Die Bewußtseinsstörung muß, um einen Ausschluß von der Versicherung iS des Art.3 Pkt.III Z 7 AUVB zu begründen, den Unfall verursacht haben, zumindest aber mitursächlich gewesen sein. Nach der Lebenserfahrung und den Grundsätzen über den Anscheinsbeweis ist allerdings anzunehmen, daß eine zur Zeit des Unfalls vorhandene Bewußtseinsstörung den Unfall verursacht hat. Dieselben Hilfstatsachen, aus denen auf die Bewußtseinsstörung zu schließen ist, beweisen also auch deren Ursächlichkeit (Prölss/Martin aa0 1249, VersR 1960, 191).
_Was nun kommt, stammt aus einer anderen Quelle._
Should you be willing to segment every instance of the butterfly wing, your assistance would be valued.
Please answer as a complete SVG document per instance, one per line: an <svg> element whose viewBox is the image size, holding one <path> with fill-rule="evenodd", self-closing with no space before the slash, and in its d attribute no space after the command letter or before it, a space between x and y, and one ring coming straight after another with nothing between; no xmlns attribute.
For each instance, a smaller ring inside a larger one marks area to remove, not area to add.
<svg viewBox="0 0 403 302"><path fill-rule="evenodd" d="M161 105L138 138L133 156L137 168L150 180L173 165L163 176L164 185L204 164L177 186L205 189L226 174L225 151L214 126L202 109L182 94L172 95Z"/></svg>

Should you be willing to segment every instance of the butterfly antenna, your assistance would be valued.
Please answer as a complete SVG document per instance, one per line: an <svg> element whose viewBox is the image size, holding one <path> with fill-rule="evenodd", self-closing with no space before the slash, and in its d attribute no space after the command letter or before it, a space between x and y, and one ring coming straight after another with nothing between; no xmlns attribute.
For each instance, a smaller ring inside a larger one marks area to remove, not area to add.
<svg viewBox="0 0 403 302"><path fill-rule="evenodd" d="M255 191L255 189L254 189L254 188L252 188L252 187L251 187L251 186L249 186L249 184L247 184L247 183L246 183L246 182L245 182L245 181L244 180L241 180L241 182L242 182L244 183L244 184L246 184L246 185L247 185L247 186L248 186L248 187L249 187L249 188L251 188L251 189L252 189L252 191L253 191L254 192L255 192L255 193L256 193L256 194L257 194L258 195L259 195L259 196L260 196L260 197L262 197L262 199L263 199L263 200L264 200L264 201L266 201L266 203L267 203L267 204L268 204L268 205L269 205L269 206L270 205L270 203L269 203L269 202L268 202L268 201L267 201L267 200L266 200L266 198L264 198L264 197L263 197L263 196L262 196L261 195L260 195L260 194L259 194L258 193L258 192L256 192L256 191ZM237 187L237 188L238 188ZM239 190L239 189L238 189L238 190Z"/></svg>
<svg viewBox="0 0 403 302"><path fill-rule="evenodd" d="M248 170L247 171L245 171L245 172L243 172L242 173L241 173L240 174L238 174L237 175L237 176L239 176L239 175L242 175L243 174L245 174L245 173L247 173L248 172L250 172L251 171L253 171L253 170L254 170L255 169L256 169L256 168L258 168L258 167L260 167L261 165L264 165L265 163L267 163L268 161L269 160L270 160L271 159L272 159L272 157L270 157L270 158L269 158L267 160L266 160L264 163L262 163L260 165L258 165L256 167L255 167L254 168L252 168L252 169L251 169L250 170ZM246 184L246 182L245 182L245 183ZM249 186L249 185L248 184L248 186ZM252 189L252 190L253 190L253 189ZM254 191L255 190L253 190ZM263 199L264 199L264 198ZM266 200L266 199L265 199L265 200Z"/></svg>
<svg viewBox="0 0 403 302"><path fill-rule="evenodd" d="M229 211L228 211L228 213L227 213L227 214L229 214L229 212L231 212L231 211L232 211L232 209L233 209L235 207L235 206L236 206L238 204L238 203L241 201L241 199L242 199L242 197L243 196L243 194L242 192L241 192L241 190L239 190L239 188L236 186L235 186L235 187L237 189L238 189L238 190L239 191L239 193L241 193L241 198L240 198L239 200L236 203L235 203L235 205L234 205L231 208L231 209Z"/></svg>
Das Erstgericht, das davon ausgegangen ist, daß keine (keine besondere) Übermüdung des Dr.F*** angenommen werden könne, hat, wie bereits dargelegt wurde, festgestellt, Dr.F*** sei mit seinem Pkw. aus ungeklärter Ursache über die Fahrbahnmitte geraten. Es hat demnach seiner Entscheidung nicht zugrundegelegt, daß eine Bewußtseinsstörung des Dr.F*** ursächlich für seinen Unfall gewesen sei. Das Berufungsgericht wird im fortgesetzten Verfahren auch von dieser Feststellung des Erstgerichtes nur abgehen dürfen, wenn es nach einer Wiederholung der Beweise zum Ergebnis kommen sollte, die Annahme der Ursächlichkeit einer Bewußtseinsstörung für den Unfall sei auf Grund des Blutalkoholgehalts in Verbindung etwa mit einer Übermüdung des Dr.F*** oder anderen Tatsachen, die für eine Bewußtseinsstörung und deren Ursächlichkeit sprechen, wie Ausfallserscheinungen beim Verhalten im Straßenverkehr, gerechtfertigt.

Es war deshalb der Revision Folge zu geben und spruchgemäß zu entscheiden.

Der Kostenvorbehalt erfolgte nach § 52 ZPO.